The IPC report outlines famine in five areas, including in Sudan's largest IDP camp, Zamzam, in North Darfur province.

Famine spread in Sudan because of a war between the army and the paramilitary group, says a UN-backed global hunger monitoring group.

The Integrated Food Security Phase Classification (IPC) Famine Review Committee released a report on Tuesday outlining famine in five areas, including in Sudan's largest IDP camp, Zamzam, in North Darfur province.

Famine conditions were confirmed in Abu Shuq and al-Salam, two camps for internally displaced people in el-Fasher, the besieged capital of North Darfur in western Sudan, as well as residential and displaced communities in the Nubian Mountains of southern Sudan, according to the report. .

The five-member commission also found that the famine, first identified in August, is likely to spread to five other districts – Umm Qadada, Melit, El-Fasher, Tawisha and Al-Laith – by May. It also identified another 17 districts in Sudan at risk of famine.

According to the IPC report, 24.6 million Sudanese – half the population – face acute food shortages.

“(The war) has caused unprecedented mass displacement, a collapsing economy, the breakdown of basic social services, severe social upheaval and poor humanitarian access,” the report said.

The IPC, an independent body funded by Western nations, is made up of more than a dozen UN agencies, aid groups and governments that use its monitoring as a global reference for analyzing food and nutrition crises.

The report was released despite the Sudanese government's continued disruption of the IPC process to analyze food shortages. On Monday, the government announced it was suspending its participation in the global hunger monitoring system, saying the IPC issued “unreliable reports that undermine Sudan's sovereignty and dignity.”

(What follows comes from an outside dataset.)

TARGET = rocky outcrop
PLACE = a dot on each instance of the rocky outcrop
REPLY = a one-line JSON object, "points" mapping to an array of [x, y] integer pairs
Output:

Sudan has been rocked by a 20-month war that has killed more than 24,000 people and drove more than 14 million people – about 30 percent of the population – from their homes, according to the United Nations. An estimated 3.2 million Sudanese have crossed into neighboring countries, including Chad, Egypt and South Sudan.

The war began in April 2023, when long-simmering tensions between the military and rapid support paramilitary forces erupted into open fighting in the capital Khartoum before spreading to other urban areas and the western region of Darfur.

The conflict has been marked by atrocities, including ethnically motivated killings and rapes, according to the UN and human rights groups. The International Criminal Court investigates alleged war crimes and crimes against humanity.

In its report, the IPC added that in conflict zones, hostilities can seriously disrupt agriculture, causing workers to abandon crops. Farms have also suffered from looting and killing of livestock.

“Displaced households, especially those living in settlements and public buildings, are unlikely to benefit significantly from the harvest,” it said.

Dervla Cleary, senior emergency and rehabilitation officer at the UN's Food and Agriculture Organization, said the situation in Sudan was “simply terrible”.

“It's unacceptable in a world like today,” Cleary told The Associated Press. “We need the violence to stop so people can have access to food, water, health, nutrition and agriculture.”

Sudan is the third country in which famine has been declared in the last 15 years. The other two are South Sudan and Somalia.